‘Which exactly does not suggest a women. We are undermined by delicacy of feeling; we’re not strong enough to express it with brushes. A man can make it a quality, a decorative characteristic, and so we see it. With a woman it’s everything—all over the place—and of no effect. Oh, I assure you, I. Armour is a man.’

‘Who shall stand against you! Let him be a man. He has taste.’

‘Taste!’ exclaimed Miss Harris, violently, and from the corners of her mouth I gathered that I had said one of those things which she would store up and produce to prove that I was not, for all my pretensions, a person of the truest feeling. ‘He sees things.’

‘There’s an intensity,’ I ventured.

‘That’s better. Yes, an intensity. A perfect passion of colour. Look at that.’ She indicated a patch of hillsides perhaps six inches by four, in which the light seemed to come and go as it does in a sapphire.
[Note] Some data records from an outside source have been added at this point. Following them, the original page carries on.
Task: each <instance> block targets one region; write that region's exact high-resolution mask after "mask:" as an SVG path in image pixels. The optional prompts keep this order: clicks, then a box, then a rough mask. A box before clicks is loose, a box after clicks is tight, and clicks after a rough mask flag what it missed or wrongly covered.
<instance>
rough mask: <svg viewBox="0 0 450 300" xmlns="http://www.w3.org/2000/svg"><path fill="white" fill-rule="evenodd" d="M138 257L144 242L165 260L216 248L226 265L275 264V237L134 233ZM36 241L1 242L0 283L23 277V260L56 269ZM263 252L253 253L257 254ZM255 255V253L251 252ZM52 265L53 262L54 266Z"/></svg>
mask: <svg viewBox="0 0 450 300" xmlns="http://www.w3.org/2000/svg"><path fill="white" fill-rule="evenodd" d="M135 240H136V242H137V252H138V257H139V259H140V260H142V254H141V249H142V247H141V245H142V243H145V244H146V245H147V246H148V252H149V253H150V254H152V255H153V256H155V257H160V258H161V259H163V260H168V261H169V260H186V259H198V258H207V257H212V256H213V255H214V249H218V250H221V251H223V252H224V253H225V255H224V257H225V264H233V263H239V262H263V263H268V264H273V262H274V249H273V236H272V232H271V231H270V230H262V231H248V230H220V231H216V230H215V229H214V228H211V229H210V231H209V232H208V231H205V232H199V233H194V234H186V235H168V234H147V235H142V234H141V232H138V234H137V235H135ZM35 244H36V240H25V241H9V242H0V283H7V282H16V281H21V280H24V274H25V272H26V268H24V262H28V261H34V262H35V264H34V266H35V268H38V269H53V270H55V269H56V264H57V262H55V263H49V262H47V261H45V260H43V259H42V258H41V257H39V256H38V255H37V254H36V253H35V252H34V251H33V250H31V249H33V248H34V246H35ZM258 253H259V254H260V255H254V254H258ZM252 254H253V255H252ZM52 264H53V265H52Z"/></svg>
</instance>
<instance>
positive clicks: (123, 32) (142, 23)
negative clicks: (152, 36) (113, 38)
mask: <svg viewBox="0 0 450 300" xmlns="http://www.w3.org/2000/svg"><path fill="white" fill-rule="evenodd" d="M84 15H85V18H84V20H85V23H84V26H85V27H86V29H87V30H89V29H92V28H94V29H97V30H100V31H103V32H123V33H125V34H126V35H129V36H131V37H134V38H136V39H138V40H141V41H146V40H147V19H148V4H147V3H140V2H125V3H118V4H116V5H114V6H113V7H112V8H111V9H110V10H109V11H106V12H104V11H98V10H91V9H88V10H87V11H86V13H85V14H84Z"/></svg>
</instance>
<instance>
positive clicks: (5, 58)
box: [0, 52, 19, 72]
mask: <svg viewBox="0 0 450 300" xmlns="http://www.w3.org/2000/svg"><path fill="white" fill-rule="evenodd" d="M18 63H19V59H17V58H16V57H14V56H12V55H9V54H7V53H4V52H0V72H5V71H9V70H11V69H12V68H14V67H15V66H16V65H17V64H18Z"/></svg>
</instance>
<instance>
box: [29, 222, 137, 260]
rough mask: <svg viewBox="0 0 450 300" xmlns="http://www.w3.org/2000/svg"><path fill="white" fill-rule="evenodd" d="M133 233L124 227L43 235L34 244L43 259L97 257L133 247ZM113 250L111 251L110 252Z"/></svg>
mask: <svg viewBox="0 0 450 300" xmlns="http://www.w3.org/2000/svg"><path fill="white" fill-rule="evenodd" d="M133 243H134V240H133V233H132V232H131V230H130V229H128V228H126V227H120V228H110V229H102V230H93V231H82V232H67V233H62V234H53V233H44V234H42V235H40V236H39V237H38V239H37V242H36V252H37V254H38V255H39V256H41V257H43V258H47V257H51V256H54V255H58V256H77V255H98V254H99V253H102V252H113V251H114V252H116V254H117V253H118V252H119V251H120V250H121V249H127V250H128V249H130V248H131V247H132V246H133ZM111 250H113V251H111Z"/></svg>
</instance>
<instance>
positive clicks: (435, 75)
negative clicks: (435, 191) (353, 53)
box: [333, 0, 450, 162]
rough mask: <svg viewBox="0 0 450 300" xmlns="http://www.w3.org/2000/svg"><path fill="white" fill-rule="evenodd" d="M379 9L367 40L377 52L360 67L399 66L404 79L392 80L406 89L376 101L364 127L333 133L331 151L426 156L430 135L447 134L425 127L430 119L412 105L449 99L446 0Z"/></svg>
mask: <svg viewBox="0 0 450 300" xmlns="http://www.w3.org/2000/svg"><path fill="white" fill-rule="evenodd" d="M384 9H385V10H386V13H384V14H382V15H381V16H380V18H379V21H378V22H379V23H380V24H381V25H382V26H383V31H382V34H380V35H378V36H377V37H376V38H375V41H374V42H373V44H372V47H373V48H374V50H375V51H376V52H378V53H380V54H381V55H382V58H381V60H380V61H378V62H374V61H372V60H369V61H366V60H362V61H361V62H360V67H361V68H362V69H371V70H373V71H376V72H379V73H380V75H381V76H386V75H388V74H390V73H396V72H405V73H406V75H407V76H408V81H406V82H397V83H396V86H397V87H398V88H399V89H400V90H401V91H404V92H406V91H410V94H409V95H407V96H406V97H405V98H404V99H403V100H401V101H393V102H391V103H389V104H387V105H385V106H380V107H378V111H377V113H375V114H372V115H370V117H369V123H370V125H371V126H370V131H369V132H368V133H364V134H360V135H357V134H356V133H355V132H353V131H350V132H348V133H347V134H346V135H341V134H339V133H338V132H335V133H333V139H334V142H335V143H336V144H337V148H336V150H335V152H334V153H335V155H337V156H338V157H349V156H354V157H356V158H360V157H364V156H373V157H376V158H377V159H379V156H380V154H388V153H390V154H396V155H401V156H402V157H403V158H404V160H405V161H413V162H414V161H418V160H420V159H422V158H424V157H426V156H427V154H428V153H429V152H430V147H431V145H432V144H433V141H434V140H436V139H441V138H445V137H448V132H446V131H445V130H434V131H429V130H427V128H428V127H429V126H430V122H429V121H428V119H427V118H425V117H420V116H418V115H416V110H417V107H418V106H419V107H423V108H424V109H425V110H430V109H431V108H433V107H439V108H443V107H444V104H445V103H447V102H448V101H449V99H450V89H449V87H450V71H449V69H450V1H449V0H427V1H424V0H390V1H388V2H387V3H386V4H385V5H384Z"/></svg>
We stood and gazed. It was a tremendous thing; only half a dozen studies with feeling and knowledge in them, but there in that remote fastness thrice barred against the arts a tremendous thing, a banquet for our famished eyes. What they would have said to us in London is a different matter, and how good they really were I do not find the courage to pronounce, but they had merit enough to prick our sense of beauty delightfully where we found them—oh, they were good!

‘Heaven send it isn’t a Tommy,’ said Dora, with a falling countenance. ‘There is something absolutely inaccessible about a Tommy.’

‘How could it be?’ I asked.

‘Oh, there are some inspired ones. But it isn’t—that’s French technique. It’s an Englishman or an American who has worked in Paris. What in the name of fortune is he doing here?’

‘Oh,’ I said, ‘we have had them, you know. Val Prinsep came out at the time of the Prince of Wales’s visit.’